Infections nosocomiales. Le Conseil d’État précise la notion d’infection nosocomiale au sens du second alinéa de I de l’article L. 1142-2 du code de la santé publique. CE, Section, 23 mars 2018, Mme B. C., n° 402237, A

Infections nosocomiales

Le Conseil d’État précise la notion d’infection nosocomiale au sens du second alinéa de I de l’article L. 1142-2 du code de la santé publique.

CE, Section, 23 mars 2018, Mme B. C., n° 402237, A

 

Le Conseil d’État était saisi d’un pourvoi dans le cadre d’un litige portant sur la mise en jeu de la responsabilité du centre hospitalier intercommunal (CHI) d’Elbeuf-Louviers-Val de Reuil et la réparation des préjudices liés à des infections nosocomiales qui auraient été contractées dans cet établissement par une patiente. Dans cette affaire, la patiente avait été admise en 2003 au service des urgences de ce centre hospitalier où lui a été diagnostiqué un accident vasculaire cérébral. Elle a ensuite été transférée au service de réanimation en raison d’une détresse respiratoire liée à une inhalation broncho-pulmonaire puis a, par la suite, fait l’objet de plusieurs hospitalisations au cours desquelles elle a présenté plusieurs complications infectieuses jusqu’en 2005. Mme D. sa fille, a saisi le tribunal administratif de Rouen d’une demande indemnitaire dirigée contre le centre hospitalier et contre l’Office national d’indemnisation des accidents médicaux, des affections iatrogènes et des infections nosocomiales (ONIAM). Par un jugement du 19 mars 2015, le tribunal a retenu que la patiente avait été victime d’une infection nosocomiale engageant la responsabilité du centre hospitalier, qui n’était pas à l’origine de son décès mais avait entraîné des souffrances et un déficit fonctionnel temporaire, et l’a condamné à verser à la requérante, en sa qualité d’ayant droit de sa mère, une somme de 5 508,80 euros destinée à réparer ces préjudices. Le tribunal administratif a par ailleurs mis l’ONIAM hors de cause. Ce jugement a fait l’objet d’un appel de Mme D. et d’un appel incident du centre hospitalier. Par un arrêt du 21 juin 2016, la cour administrative d’appel de Douai, faisant droit à cet appel incident, a annulé le jugement du tribunal en tant qu’il condamnait l’établissement à verser une indemnité à Mme D. et rejeté les conclusions de cette dernière. Mme D. s’est alors pourvue en cassation.

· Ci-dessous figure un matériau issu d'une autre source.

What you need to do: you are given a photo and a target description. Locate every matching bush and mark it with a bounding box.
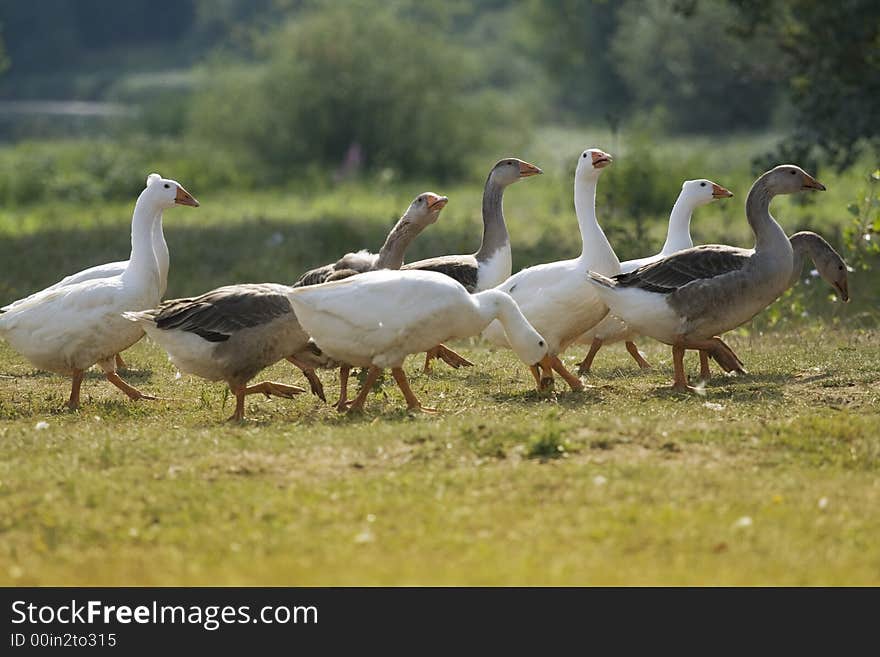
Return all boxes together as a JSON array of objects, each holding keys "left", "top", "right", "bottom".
[
  {"left": 0, "top": 137, "right": 244, "bottom": 206},
  {"left": 612, "top": 0, "right": 779, "bottom": 134},
  {"left": 191, "top": 6, "right": 520, "bottom": 182}
]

Le Conseil d’État précise tout d’abord qu’aux termes du second alinéa du I de l’article L. 1142-1 du code de la santé publique, les professionnels de santé et les établissement, services ou organismes dans lesquels sont réalisés des actes individuels de prévention, de diagnostic ou de soins « sont responsables des dommages résultant d’infections nosocomiales, sauf s’ils rapportent la preuve d’une cause étrangère » et que doit être regardée, au sens de ces dispositions, comme présentant un caractère nosocomial une infection survenant au cours ou au décours de la prise en charge d’un patient et qui n’était ni présente, ni en incubation au début de celle-ci, sauf s’il est établi qu’elle a une autre origine que la prise en charge.

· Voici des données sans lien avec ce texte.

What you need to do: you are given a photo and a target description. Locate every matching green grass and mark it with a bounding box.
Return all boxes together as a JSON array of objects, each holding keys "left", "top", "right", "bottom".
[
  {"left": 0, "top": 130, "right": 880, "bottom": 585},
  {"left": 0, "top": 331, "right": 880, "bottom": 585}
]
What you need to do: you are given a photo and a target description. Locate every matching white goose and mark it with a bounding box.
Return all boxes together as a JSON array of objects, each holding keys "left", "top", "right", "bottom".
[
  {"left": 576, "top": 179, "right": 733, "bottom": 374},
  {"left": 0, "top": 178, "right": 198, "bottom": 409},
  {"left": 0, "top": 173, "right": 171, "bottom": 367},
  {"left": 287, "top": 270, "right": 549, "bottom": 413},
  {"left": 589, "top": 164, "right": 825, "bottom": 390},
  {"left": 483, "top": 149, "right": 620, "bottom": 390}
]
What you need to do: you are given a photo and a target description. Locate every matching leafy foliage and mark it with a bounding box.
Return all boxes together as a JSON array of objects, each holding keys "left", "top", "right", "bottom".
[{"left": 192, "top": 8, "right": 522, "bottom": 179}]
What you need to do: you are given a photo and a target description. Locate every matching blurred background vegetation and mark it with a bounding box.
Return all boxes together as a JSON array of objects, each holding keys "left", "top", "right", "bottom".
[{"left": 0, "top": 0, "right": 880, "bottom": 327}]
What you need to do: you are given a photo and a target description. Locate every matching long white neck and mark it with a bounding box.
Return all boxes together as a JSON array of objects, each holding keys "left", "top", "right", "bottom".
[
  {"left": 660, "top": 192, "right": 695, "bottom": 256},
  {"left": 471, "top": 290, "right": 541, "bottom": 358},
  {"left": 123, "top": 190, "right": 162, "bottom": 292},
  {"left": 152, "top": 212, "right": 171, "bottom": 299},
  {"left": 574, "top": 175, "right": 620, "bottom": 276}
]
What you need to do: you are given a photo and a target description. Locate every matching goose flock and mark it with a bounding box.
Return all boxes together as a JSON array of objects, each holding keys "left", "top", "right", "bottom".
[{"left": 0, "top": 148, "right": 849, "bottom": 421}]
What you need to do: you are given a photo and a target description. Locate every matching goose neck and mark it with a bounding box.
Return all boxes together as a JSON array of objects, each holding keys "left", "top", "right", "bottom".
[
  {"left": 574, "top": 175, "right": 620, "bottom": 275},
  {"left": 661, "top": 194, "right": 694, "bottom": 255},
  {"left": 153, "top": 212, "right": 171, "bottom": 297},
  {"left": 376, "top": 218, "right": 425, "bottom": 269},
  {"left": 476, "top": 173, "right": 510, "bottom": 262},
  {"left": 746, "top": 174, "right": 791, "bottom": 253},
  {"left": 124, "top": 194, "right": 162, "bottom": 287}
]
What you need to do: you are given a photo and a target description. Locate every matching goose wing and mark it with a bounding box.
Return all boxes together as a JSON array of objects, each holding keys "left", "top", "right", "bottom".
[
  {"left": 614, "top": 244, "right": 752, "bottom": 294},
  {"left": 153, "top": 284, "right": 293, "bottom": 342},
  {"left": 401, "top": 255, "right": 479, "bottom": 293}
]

Le Conseil d’État relève ensuite que la cour administrative d’appel a souverainement retenu, conformément aux conclusions du rapport d’expertise, que l’infection contractée par Mme C. en janvier 2003, au cours de son séjour au centre hospitalier, avait été causée par la régurgitation de liquide gastrique, qui avait pénétré dans ses bronches en raison d’un trouble de la déglutition consécutif à l’accident vasculaire cérébral dont elle avait été victime. Le Conseil d’État juge que la cour n’a pas commis d’erreur de droit en déduisant de ces constatations, dont il résultait que l’infection était la conséquence non des actes pratiqués dans le cadre de la prise en charge de la patiente ni de son séjour dans l’environnement hospitalier mais de la pathologie qui avait nécessité son hospitalisation, que le dommage n’était pas dû à une infection nosocomiale au sens des dispositions citées ci-dessus du code de la santé publique.

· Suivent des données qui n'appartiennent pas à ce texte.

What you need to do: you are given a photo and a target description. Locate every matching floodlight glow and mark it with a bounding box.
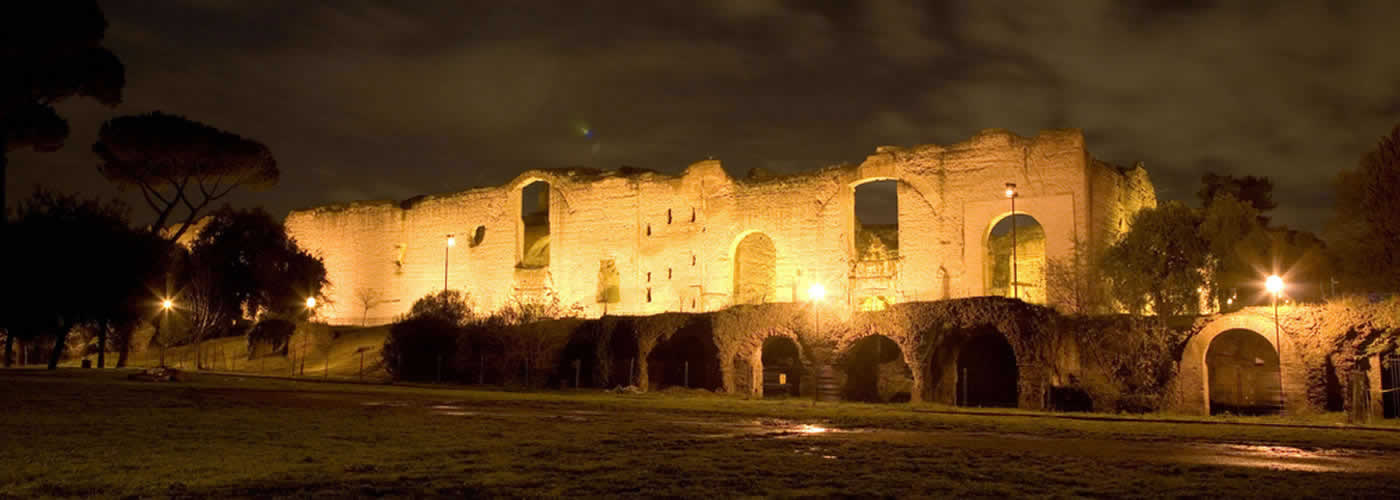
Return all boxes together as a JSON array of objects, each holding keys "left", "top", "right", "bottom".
[{"left": 1264, "top": 275, "right": 1284, "bottom": 296}]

Le Conseil d’État juge en revanche que la Cour a commis une erreur de droit en rejetant la demande de Mme D. tendant à l’indemnisation des préjudices subis par sa mère du fait des autres épisodes infectieux survenus au cours de ses différentes périodes d’hospitalisation en 2003 et 2005 aux motifs que si ces infections présentaient un caractère nosocomial, elles n’étaient pas d’une particulière gravité, avaient été traitées efficacement et n’avaient engendré aucune séquelle. Le Conseil d’État estime que la cour se devait de rechercher si ces infections répétées avaient entraîné pour la victime des troubles et des souffrances lui ouvrant droit à réparation.